Von Ex-Premier Liz Truss sind zunehmend populistische Töne zu vernehmen.
Von Ex-Premier Liz Truss sind zunehmend populistische Töne zu vernehmen.
Bild: Keystone

Kein britischer Regierungschef war kürzer im Amt als Liz Truss. Die ehemalige Premierministerin teilt inzwischen gegen «das Establishment» aus, will die UN abschaffen und Trump als US-Präsident.

18.4.2024 - 00:00

Keine Zeit? blue News fasst für dich zusammen

  • Lediglich 49 Tage lang war Liz Truss britische Regierungschefin, in der konservativen Partei sorgte sie für Unruhe.
  • Inzwischen teilt sie gegen «Technokraten» und «das Establishment» aus.
  • Sie wünscht sich Donald Trump als US-Präsident und die Abschaffung der Vereinten Nationen.
  • In dieser Woche erschien ihr Buch, in dem sie ihre Politik zu verteidigen versucht.

Liz Truss war nur 49 Tage Premierministerin von Grossbritannien und damit so kurz im Amt wie kein britischer Regierungschef vor ihr.
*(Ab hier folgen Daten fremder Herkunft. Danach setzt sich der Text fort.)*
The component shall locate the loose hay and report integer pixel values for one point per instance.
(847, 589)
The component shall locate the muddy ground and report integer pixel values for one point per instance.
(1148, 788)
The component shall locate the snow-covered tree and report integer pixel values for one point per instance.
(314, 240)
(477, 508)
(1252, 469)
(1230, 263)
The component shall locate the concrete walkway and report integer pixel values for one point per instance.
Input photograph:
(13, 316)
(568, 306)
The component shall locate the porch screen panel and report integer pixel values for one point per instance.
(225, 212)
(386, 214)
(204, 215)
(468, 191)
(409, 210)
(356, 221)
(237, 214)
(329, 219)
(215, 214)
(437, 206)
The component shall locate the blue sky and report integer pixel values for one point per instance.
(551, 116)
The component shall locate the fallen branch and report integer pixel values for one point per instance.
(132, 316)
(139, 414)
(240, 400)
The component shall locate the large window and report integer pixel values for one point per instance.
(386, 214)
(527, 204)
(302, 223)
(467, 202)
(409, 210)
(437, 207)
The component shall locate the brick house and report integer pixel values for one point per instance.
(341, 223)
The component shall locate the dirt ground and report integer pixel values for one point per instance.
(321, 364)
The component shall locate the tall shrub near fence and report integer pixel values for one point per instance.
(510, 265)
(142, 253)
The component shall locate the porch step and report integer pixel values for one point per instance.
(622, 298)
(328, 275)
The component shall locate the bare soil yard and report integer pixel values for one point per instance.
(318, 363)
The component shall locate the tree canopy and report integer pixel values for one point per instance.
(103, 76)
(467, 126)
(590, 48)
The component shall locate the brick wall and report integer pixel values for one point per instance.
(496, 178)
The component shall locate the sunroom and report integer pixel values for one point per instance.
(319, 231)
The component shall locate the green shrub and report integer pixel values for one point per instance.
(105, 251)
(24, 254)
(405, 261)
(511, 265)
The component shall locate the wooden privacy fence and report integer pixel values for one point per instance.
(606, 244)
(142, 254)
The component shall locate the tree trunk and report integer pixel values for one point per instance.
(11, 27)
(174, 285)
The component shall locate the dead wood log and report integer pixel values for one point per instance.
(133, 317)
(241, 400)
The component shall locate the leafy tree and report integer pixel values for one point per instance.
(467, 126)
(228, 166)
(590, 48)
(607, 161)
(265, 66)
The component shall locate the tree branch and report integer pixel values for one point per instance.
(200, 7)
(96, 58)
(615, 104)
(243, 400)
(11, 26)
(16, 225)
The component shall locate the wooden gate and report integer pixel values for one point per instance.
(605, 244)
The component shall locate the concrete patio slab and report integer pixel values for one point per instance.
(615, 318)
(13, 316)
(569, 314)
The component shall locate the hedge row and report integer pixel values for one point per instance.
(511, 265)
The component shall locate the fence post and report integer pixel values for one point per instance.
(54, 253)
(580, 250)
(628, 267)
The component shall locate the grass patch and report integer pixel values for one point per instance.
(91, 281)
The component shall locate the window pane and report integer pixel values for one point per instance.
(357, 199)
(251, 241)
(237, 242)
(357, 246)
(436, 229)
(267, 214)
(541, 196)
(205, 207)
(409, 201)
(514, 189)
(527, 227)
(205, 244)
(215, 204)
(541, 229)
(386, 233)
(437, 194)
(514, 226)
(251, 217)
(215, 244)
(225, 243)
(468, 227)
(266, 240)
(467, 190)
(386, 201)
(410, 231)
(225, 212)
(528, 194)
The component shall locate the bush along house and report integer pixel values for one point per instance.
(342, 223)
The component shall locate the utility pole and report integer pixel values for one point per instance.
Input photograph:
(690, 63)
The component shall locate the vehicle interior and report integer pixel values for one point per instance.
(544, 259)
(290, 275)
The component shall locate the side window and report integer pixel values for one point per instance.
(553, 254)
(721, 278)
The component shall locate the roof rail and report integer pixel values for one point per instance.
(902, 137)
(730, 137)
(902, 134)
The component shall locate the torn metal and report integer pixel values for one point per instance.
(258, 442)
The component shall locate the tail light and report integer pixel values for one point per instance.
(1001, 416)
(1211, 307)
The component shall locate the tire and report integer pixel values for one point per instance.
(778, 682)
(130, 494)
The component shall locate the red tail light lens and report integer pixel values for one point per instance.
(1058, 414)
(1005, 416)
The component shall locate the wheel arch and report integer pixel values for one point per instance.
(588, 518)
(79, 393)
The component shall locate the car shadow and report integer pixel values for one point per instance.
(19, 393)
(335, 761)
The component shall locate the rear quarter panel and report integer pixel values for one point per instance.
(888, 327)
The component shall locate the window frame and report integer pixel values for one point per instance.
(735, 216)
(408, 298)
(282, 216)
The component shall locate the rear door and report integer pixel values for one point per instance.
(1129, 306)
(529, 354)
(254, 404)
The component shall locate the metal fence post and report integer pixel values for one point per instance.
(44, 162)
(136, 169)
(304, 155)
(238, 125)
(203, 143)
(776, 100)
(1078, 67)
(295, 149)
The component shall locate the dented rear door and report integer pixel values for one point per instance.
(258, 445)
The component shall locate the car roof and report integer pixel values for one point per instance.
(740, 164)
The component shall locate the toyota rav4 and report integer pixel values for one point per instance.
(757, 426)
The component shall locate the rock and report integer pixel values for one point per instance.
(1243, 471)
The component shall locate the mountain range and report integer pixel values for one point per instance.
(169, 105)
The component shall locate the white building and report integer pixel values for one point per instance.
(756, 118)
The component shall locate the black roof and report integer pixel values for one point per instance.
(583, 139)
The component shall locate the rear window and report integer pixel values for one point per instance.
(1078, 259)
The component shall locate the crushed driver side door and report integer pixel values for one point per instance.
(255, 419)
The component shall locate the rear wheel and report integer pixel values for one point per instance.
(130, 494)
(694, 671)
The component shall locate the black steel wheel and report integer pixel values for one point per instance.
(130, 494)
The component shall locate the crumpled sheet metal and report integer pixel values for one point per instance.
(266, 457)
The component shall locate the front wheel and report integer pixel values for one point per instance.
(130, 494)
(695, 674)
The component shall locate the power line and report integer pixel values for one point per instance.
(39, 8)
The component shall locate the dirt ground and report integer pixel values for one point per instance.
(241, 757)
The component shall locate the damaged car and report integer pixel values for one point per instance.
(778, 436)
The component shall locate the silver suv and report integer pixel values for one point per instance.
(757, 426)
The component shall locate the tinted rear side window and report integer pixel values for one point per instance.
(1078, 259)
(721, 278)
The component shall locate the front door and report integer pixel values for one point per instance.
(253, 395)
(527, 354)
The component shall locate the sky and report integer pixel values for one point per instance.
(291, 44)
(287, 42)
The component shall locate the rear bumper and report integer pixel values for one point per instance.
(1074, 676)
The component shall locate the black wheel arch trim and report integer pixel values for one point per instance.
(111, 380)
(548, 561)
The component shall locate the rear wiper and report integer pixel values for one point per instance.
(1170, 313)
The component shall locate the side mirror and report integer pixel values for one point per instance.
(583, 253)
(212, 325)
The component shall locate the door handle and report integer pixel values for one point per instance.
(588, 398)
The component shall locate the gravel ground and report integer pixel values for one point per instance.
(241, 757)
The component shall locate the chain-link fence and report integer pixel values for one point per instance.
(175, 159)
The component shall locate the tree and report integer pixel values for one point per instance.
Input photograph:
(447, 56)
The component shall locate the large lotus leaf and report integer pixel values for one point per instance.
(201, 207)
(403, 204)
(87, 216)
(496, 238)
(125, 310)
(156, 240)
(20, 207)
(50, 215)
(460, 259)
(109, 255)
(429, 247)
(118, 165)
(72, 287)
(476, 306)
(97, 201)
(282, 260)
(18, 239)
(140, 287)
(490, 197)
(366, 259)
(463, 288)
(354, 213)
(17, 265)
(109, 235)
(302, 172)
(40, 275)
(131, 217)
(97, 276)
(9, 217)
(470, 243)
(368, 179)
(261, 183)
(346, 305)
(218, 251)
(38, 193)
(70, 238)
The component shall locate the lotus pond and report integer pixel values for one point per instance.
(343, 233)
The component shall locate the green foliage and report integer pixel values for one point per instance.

Die Zeit reichte allerdings aus, um auf den Finanzmärkten und innerhalb ihrer Konservativen Partei für Turbulenzen zu sorgen. Doch Truss gibt sich sicher: Schuld daran habe sie selbst nicht. In Interviews und einem neuen Buch meldet sie sich zu Wort und macht «Technokraten» und «das Establishment», Beamte und die britische Zentralbank für ihren Sturz verantwortlich.

«Ich sage nicht, dass ich perfekt bin», berichtet Truss in der BBC. Doch die anderen werde sie nicht davonkommen lassen.

Normalerweise ist von ehemaligen Premierministerinnen und Premierministern nach ihrem Ausscheiden aus dem Amt erstmal eine Weile nichts zu hören. Bei Truss ist das anders: In dieser Woche erschien ihr Buch «Ten Years to Save the West» (Deutsch: «Zehn Jahre, um den Westen zu retten»), in dem Truss ihre Politik zu verteidigen versucht.

Truss wünscht sich Trump als US-Präsident

Sie zieht über ihre Kritiker her und erklärt, was zu tun sei, um die Welt zu einem besseren Ort zu machen. Dazu gehöre es, die Vereinten Nationen abzuschaffen und Donald Trump zur Wiederwahl zu verhelfen.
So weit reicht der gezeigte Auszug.